74. A method of treatment for renal transplant patients, comprising ordering a test comprising:

a) measuring the level of CEACAM4 and between 6 and 16 other genes selected from CFLAR, DUSP1, IFNGR1, ITGAX, MAPK9, NAMPT, NKTR, PSEN1, RNF130, RYBP, EPOR, GZM , RARA, RHEB, RXRA, and SLC25A37 in a biological sample from said individual to obtain a gene expression result;

b) using a reference standard comprising a single reference expression vector from AR samples for each gene and a single reference expression vector from no-AR samples for each gene, wherein the said gene expression result will be compared to the reference standard thereby identifying a subject as having an AR of a renal transplant or not having an AR of a renal transplant;

c) increasing the administration of a therapeutically effective amount of one or more of a therapeutic agent in a subject with an AR of a renal transplant, maintaining the administration of a therapeutically effective amount of one or more of a therapeutic agent in a subject without an AR of a renal transplant, or decreasing the administration of a therapeutically effective amount of one or more of a therapeutic agent in a subject without an AR of a renal transplant,

75. The method of 74, wherein the individual is an adult aged 23 years or older.

76. The method of7 4, wherein the individual is a child or young adult under the age of 23.

77. The method of any one of Claims 74-76, wherein the between 6 and 16 other genes comprise CFLAR, DUSP1, IFNGR1, ITGAX, MAPK9, NAMPT, NKTR, PSEN1, RNF130, RYBP, EPOR, GZMK, RARA, RHEB, RXRA, and SLC25A37.

78. The method of any one of Claims 74-77, wherein the measuring step comprises assaying said sample for a gene expression result on a microarray chip or assaying said sample for a gene expression result using qPCR.

79. The method of any one of Claims 74-78, wherein the measuring step comprises assaying said sample for a gene expression result on a bead.

80. The method of any one of Claims 74-79, wherein the measuring step comprises assaying said sample for a gene expression result on a nanoparticle.

81. The method of any one of Claims 74-80, wherein the biological sample is a blood sample.

82. The method of 81, wherein the blood sample is peripheral blood leukocytes or peripheral blood mononuclear cells.

83. The method of 81, wherein the blood sample is whole blood.

84. The method of any one of Claims 74-83, wherein the comparison of the said gene expression result and the said reference standard comprises prediction of AR with greater than 70% sensitivity.

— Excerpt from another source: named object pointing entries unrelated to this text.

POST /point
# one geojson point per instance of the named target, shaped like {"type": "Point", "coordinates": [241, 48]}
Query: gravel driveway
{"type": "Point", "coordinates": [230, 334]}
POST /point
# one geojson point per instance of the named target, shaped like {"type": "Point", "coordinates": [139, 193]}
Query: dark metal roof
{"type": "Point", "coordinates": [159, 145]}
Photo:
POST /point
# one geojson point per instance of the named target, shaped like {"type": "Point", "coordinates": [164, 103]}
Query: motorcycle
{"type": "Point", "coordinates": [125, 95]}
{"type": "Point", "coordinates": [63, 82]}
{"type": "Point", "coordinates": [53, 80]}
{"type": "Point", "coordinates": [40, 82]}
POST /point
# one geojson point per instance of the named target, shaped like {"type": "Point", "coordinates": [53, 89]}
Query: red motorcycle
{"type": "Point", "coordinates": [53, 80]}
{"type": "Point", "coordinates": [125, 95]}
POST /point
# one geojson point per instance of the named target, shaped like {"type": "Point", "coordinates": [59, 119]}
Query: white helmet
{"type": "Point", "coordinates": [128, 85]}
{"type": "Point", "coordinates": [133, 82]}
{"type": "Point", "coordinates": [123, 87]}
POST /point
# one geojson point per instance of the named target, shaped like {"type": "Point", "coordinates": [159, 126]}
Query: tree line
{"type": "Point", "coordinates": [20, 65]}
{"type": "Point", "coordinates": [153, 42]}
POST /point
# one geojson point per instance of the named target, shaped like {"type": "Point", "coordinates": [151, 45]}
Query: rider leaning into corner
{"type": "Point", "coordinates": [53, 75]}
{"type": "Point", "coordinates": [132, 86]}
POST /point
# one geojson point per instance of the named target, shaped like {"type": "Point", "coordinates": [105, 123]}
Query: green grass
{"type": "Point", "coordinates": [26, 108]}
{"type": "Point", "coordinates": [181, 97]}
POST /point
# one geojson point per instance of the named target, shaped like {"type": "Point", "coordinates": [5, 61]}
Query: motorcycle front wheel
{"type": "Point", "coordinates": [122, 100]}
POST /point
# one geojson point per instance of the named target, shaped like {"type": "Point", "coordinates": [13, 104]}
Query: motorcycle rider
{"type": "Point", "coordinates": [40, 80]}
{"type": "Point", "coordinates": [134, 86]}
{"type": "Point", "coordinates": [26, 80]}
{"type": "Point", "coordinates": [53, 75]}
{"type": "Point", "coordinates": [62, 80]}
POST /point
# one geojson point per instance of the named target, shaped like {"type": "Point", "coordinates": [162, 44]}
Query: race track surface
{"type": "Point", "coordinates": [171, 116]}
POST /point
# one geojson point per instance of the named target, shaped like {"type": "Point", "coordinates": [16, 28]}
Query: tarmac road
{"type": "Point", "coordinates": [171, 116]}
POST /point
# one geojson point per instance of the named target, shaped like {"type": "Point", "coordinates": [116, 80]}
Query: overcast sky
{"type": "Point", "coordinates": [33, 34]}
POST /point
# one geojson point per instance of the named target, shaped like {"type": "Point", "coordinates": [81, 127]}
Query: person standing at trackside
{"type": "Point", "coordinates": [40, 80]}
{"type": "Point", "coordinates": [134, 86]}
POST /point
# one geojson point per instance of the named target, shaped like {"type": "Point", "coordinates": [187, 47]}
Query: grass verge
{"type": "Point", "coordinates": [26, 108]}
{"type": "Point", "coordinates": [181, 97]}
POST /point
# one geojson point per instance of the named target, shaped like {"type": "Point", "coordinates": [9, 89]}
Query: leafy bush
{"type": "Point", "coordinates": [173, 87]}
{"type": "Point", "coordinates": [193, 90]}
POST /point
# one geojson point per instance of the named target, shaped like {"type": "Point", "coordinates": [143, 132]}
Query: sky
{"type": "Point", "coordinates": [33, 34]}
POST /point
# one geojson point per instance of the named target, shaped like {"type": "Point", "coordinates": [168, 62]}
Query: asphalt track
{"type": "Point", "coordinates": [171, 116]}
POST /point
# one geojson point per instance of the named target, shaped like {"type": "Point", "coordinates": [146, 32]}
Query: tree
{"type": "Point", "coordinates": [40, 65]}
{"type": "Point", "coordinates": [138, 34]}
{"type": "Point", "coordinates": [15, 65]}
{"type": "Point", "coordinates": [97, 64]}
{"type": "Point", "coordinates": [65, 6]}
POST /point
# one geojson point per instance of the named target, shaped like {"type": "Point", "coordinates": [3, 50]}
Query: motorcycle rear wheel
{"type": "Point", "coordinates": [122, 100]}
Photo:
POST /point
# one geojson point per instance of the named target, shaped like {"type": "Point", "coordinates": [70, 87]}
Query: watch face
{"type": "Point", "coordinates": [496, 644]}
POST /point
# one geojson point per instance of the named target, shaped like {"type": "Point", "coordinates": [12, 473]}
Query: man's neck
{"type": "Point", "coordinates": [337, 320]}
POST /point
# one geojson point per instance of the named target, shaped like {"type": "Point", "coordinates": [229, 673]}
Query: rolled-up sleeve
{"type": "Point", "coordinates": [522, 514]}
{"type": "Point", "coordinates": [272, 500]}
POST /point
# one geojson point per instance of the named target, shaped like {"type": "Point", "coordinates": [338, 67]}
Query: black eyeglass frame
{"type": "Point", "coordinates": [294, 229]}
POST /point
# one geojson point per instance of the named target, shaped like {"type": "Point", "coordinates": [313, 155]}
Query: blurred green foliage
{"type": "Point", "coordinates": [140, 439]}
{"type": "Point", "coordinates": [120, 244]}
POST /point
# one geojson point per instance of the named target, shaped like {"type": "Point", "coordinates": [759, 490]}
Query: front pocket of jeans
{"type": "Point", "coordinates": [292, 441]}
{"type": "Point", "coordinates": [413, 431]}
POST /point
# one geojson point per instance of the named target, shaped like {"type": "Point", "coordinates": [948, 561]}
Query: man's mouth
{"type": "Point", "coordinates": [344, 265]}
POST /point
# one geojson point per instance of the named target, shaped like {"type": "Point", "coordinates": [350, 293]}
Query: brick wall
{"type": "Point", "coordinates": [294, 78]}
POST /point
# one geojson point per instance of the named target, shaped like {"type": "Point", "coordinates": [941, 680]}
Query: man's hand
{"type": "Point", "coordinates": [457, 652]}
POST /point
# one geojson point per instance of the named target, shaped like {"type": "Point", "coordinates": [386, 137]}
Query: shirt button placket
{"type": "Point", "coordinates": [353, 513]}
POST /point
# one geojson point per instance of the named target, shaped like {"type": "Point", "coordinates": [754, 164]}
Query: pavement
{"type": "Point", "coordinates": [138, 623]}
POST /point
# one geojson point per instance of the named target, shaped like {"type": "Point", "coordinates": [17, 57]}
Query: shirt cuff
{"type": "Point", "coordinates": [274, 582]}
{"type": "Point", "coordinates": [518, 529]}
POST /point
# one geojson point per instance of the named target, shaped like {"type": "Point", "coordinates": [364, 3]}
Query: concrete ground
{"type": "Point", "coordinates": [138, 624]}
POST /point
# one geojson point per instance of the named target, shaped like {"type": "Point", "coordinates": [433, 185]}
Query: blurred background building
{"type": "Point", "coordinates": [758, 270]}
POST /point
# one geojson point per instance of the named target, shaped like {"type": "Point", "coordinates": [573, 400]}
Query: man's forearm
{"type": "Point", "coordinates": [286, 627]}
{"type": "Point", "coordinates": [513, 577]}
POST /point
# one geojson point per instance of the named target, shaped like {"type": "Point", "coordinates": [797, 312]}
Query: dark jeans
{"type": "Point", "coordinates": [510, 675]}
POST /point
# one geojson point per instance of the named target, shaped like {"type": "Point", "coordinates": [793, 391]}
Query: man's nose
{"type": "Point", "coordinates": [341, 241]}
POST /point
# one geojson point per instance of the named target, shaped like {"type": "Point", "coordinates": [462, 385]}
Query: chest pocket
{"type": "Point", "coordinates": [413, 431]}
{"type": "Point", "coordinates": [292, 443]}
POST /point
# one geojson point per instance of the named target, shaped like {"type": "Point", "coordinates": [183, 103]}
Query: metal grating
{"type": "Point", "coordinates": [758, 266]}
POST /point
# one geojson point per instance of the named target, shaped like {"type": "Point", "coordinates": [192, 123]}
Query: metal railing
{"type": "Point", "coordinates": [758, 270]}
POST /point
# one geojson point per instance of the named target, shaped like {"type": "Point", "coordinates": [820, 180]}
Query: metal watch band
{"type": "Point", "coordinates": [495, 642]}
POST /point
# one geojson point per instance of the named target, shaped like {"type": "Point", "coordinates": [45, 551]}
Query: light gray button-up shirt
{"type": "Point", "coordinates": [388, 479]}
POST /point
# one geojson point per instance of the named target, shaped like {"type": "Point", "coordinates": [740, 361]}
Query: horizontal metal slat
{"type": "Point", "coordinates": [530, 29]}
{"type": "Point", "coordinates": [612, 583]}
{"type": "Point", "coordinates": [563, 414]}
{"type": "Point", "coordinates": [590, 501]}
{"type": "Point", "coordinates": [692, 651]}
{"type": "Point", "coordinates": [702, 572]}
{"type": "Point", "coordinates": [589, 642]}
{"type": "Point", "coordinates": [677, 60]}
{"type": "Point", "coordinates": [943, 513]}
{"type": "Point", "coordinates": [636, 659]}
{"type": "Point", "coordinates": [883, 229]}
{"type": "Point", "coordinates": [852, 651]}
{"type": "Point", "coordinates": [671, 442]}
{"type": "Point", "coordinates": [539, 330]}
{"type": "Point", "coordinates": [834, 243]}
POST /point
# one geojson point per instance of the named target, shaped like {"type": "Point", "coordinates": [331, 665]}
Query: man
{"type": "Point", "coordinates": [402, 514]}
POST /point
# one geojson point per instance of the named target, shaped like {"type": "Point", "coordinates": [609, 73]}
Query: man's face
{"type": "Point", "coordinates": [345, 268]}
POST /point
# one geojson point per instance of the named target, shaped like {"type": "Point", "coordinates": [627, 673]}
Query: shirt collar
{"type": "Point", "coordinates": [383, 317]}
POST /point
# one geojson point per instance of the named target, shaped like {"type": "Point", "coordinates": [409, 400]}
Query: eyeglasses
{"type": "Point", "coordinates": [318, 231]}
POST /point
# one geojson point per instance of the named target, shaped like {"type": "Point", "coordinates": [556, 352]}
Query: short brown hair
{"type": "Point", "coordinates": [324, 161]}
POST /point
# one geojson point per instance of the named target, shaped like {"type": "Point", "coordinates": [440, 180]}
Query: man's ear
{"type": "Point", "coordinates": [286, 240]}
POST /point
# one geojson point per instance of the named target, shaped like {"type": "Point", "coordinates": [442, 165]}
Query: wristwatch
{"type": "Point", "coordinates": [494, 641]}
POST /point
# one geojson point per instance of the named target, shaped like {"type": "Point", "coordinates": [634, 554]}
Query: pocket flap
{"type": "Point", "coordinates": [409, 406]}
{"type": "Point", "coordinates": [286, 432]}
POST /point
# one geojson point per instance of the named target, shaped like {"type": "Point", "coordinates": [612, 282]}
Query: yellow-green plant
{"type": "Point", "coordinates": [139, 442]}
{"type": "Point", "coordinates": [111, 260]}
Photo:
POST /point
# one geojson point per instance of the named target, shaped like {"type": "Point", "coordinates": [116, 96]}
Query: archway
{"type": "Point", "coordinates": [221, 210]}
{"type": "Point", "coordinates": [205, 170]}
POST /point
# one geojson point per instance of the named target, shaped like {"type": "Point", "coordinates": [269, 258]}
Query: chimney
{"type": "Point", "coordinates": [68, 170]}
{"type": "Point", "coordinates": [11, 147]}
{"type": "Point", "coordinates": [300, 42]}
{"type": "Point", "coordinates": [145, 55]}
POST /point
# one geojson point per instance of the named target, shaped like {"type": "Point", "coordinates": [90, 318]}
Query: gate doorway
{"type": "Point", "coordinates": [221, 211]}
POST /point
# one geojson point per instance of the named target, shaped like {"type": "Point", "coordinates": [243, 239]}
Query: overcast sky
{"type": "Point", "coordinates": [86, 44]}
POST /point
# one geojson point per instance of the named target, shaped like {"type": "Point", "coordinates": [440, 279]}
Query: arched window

85. The method of any one of Claims 74-84, wherein the comparison of the said gene expression result and the said reference standard comprises prediction of AR with greater than 70% specificity.

86. The method of any one of Claims 74-85, wherein the comparing step comprises prediction of AR with greater than 70% positive predictive value (ppv).

87. The method of any one of Claims 74-86, wherein the comparison of the said gene expression result and the said reference standard comprises prediction of AR with greater than 70% negative predictive value (npv).